I cried this morning. Good thing it was during my prep hour. I have put in 3 - 12 hour days this week at work. I'm flying out to my grandfather's funeral right after school - I hope I don't miss my plane.
I try to keep it all together. I work full time as a teacher - don't kid yourself - the work is not done at 2:30 p.m. I grade papers a couple of hours a night, take on the extra responsibility of the school newspaper, am an advisor of the Hope club, am the school PR person, and end up being asked to chaparone dances, participate in spirit rallies and it seems like a million other things. I also just started my reading endorsement program where I take graduate education classes one full night a week on Tuesdays which requires me to read about 30 + pages of research writing a week and write a 2- page paper each week. I try to go to the gym everyday and have some sort of a social life, go to the temple and church and fill my church callings.

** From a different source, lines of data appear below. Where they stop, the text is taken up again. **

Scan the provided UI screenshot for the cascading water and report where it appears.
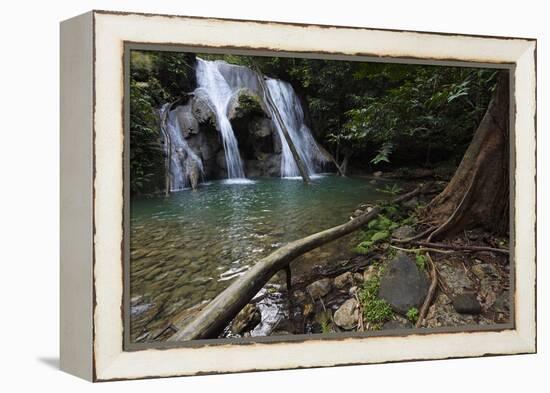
[196,59,245,179]
[267,79,323,177]
[160,104,208,191]
[161,58,325,190]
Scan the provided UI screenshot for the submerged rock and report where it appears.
[306,278,332,299]
[392,225,416,239]
[334,298,359,330]
[453,293,481,314]
[334,272,353,289]
[231,304,262,334]
[379,253,429,315]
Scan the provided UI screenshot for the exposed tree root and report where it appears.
[415,252,438,328]
[413,241,510,255]
[169,185,429,341]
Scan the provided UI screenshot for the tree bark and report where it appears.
[424,71,510,238]
[169,187,423,341]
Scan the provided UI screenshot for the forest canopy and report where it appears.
[129,51,496,194]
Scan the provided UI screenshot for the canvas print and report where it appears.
[125,49,513,346]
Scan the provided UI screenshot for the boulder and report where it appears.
[306,278,332,299]
[231,304,262,334]
[334,298,359,330]
[174,104,199,138]
[191,89,216,124]
[378,253,429,315]
[363,265,378,282]
[334,272,353,289]
[392,225,416,239]
[227,88,265,120]
[453,293,481,314]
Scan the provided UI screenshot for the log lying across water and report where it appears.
[170,187,423,341]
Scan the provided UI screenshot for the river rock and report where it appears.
[306,278,332,299]
[334,272,353,289]
[334,298,359,330]
[379,253,429,315]
[382,315,413,330]
[191,90,216,124]
[453,293,481,314]
[392,225,416,239]
[174,104,199,138]
[363,265,378,282]
[231,304,262,334]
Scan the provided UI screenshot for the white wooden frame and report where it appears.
[61,11,536,381]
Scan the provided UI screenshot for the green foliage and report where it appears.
[370,142,393,165]
[407,307,419,323]
[415,254,426,271]
[354,214,397,254]
[130,51,195,194]
[340,65,496,165]
[376,183,402,195]
[358,276,393,330]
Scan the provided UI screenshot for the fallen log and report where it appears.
[170,187,424,341]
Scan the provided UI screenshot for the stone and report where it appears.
[334,272,353,289]
[231,304,262,334]
[378,253,429,315]
[471,265,485,280]
[334,298,359,330]
[392,225,416,239]
[363,265,378,282]
[401,197,418,209]
[292,289,307,304]
[382,315,413,330]
[191,90,216,123]
[306,278,332,299]
[453,293,481,314]
[174,104,199,138]
[437,260,474,297]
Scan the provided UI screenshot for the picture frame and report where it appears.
[60,11,536,381]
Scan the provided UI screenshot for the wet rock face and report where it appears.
[231,304,262,334]
[392,225,416,239]
[379,253,429,315]
[334,298,359,330]
[174,103,199,138]
[306,278,332,300]
[334,272,353,289]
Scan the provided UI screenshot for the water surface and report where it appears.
[130,175,394,341]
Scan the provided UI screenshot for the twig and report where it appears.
[390,244,456,254]
[413,238,510,255]
[391,227,437,243]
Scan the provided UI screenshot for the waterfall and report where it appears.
[196,59,245,179]
[267,79,323,177]
[161,57,325,190]
[164,104,204,191]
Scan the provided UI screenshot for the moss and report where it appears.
[407,307,419,323]
[415,254,426,271]
[359,276,393,330]
[238,90,264,117]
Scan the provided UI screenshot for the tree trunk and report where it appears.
[169,188,424,341]
[424,71,510,238]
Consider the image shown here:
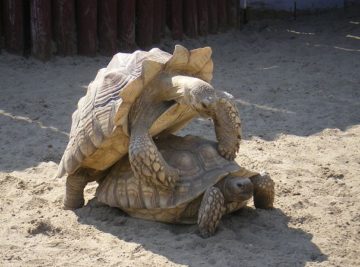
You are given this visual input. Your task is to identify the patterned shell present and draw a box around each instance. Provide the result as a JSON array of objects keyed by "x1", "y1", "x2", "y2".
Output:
[
  {"x1": 57, "y1": 45, "x2": 213, "y2": 177},
  {"x1": 96, "y1": 136, "x2": 246, "y2": 214}
]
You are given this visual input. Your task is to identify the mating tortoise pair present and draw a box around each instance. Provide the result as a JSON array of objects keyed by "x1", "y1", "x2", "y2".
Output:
[{"x1": 57, "y1": 45, "x2": 273, "y2": 238}]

Last week I missed two days of school because I finally broke down. Sick. This weekend I found out my grandfather died and I will miss a day of school this weekend as I attend a last minute funeral service in Columbus, Ohio.
Things fall apart. I have 150 + essays to read, I didn't get my visiting teaching reports in, the student newspaper is now over a week overdue and not finished. My brother and sister think I am ignoring them, and I started my period yesterday. I finally cried this morning.